Implementation

Structure

The code is organized into the following modules:

surface_ops: FFT-based surface operators.
kernels: Laplace and Biot-Savart kernels.
integrals: baseline direct-sum surface quadrature.
singular_quadrature: POU + polar quadrature.
boundary_integral: surface integrals with singular correction.
virtual_casing: high-level API for on-surface/off-surface fields and gradients.

Design Decisions

Static Shapes

JAX compiles for fixed shapes. We select quadrature sizes on the Python side, then use JIT-compiled kernels for the actual evaluation.

Mixed Precision

Mixed precision is allowed. The default policy is:

Inputs can be float32.
Accumulations are promoted to float64 when required for accuracy.

Custom VJPs

Boundary integrals can be memory-intensive. We plan to implement custom_vjp rules that re-evaluate kernels during the backward pass instead of storing large intermediates.

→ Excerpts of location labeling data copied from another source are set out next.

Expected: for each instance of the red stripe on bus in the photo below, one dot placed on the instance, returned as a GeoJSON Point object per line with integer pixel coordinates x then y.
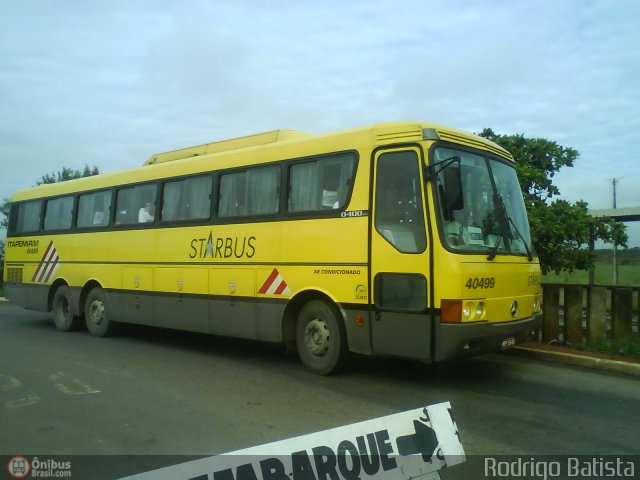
{"type": "Point", "coordinates": [267, 284]}
{"type": "Point", "coordinates": [281, 288]}
{"type": "Point", "coordinates": [47, 263]}
{"type": "Point", "coordinates": [53, 267]}
{"type": "Point", "coordinates": [46, 252]}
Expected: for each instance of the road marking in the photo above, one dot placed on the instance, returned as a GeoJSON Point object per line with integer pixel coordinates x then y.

Compatibility with Reference Code

The goal is bitwise-identical results for small test cases, and numerical parity for larger grids. All critical numerics and normalizations follow the BIEST implementation [BIEST] and the formulation in [MCO2019].

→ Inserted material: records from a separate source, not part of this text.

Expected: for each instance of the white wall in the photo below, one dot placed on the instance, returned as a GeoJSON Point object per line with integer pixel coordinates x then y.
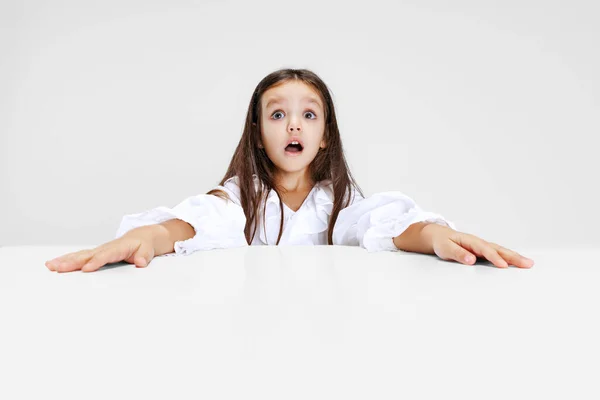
{"type": "Point", "coordinates": [486, 112]}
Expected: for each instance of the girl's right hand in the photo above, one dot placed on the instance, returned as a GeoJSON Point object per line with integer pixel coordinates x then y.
{"type": "Point", "coordinates": [133, 248]}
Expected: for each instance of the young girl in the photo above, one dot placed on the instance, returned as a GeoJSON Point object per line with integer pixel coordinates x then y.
{"type": "Point", "coordinates": [288, 183]}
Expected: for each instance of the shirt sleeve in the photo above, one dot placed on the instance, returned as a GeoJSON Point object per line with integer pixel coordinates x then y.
{"type": "Point", "coordinates": [372, 223]}
{"type": "Point", "coordinates": [218, 223]}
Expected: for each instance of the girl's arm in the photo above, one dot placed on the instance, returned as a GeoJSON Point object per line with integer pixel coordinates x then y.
{"type": "Point", "coordinates": [167, 233]}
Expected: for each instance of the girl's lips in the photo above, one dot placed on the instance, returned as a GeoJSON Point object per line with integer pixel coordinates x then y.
{"type": "Point", "coordinates": [293, 153]}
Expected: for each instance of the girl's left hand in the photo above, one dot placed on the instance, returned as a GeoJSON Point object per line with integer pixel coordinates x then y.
{"type": "Point", "coordinates": [449, 244]}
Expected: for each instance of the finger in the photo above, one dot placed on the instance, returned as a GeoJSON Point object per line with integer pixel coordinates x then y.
{"type": "Point", "coordinates": [458, 253]}
{"type": "Point", "coordinates": [70, 262]}
{"type": "Point", "coordinates": [512, 257]}
{"type": "Point", "coordinates": [105, 256]}
{"type": "Point", "coordinates": [482, 248]}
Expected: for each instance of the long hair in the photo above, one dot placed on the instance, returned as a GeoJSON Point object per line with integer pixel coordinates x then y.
{"type": "Point", "coordinates": [249, 160]}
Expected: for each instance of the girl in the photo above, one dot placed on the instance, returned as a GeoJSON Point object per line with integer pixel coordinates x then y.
{"type": "Point", "coordinates": [288, 183]}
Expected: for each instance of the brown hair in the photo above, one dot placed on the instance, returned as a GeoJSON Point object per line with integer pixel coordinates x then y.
{"type": "Point", "coordinates": [249, 159]}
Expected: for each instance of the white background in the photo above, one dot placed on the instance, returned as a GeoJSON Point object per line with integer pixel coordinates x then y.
{"type": "Point", "coordinates": [485, 112]}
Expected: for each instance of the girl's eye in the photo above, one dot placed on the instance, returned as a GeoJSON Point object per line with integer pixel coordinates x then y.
{"type": "Point", "coordinates": [308, 112]}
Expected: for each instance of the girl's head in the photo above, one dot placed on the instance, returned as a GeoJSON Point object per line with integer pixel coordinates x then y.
{"type": "Point", "coordinates": [287, 105]}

Boundary Integrals (Baseline)

The first JAX implementation uses a direct-sum quadrature:

\[\begin{split}u(x_i) = \\sum_{j} K(x_i, x_j) \\, f_j \\, w_j\end{split}\]

where w_j is the area element returned by SurfNormalAreaElem. This reproduces the far-field part of BIEST’s Nyström evaluation.

The singular correction used by BIEST (partition-of-unity + polar quadrature) is not yet replicated. The baseline is therefore expected to deviate near the diagonal, and is used to build the parity harness and profiling instrumentation before introducing the full correction.

The direct-sum implementation is chunked to limit memory use and is JIT-compatible using jax.lax.scan.

Singular Correction (Laplace FxdU / Fxd2U)

We implement the BIEST partition-of-unity correction for both LaplaceFxdU (grad G) and LaplaceFxd2U (hyper-singular second derivatives):

A local patch is extracted around each target point.
A grid POU term subtracts the singular contribution from the trapezoidal rule.
A polar quadrature term adds back the singular part using Lagrange interpolation from the patch to polar nodes.
Hedgehog quadrature (order 8) is used for the Fxd2U corrections.

This supports parity for both ComputeB and ComputeGradB on on-surface targets.

Internal Field Variants

Internal fields are derived by sign flips relative to the external formulation:

\[\mathbf{B}_{\mathrm{int}} = \frac{1}{2}\mathbf{B} - \nabla G[\sigma] - \nabla \times G[\mathbf{K}],\]

\[\nabla \mathbf{B}_{\mathrm{int}} = - \nabla \mathbf{B}_{\mathrm{ext}}.\]

The JAX implementation exposes:

compute_internal_B (on-surface)
compute_internal_gradB (on-surface)
compute_internal_B_offsurf (off-surface)
compute_internal_gradB_offsurf (off-surface)

These mirror the C++ API names and are validated in parity tests.

Off-Surface Baseline

For off-surface targets the kernels are non-singular. The implementation evaluates:

\[\begin{split}\mathbf{B}_{\mathrm{ext}}(x) = \\nabla G[B\\cdot n](x) - \\text{BiotSavart}[J](x)\end{split}\]

and the corresponding field gradient:

\[(\nabla \mathbf{B}_{\mathrm{ext}})_{k i} = \varepsilon_{k \ell m}\,\partial_i\partial_\ell G[K_m] + \partial_i\partial_k G[\sigma].\]

Optional Fourier upsampling improves accuracy. For off-surface GradB, the default parity path uses the base resampled grid (matching the reference C++ implementation), with an optional adaptive mode enabled for higher accuracy.

Off-Surface GradB

Off-surface GradB is evaluated with the same second-derivative kernel used on-surface, but without singular correction. The JAX path uses laplace_fxd2_u_eval_vec for the vector density and assembles the curl term to match the reference implementation. An adaptive option is available to reuse the refined grid selected by the LaplaceDxU self-test.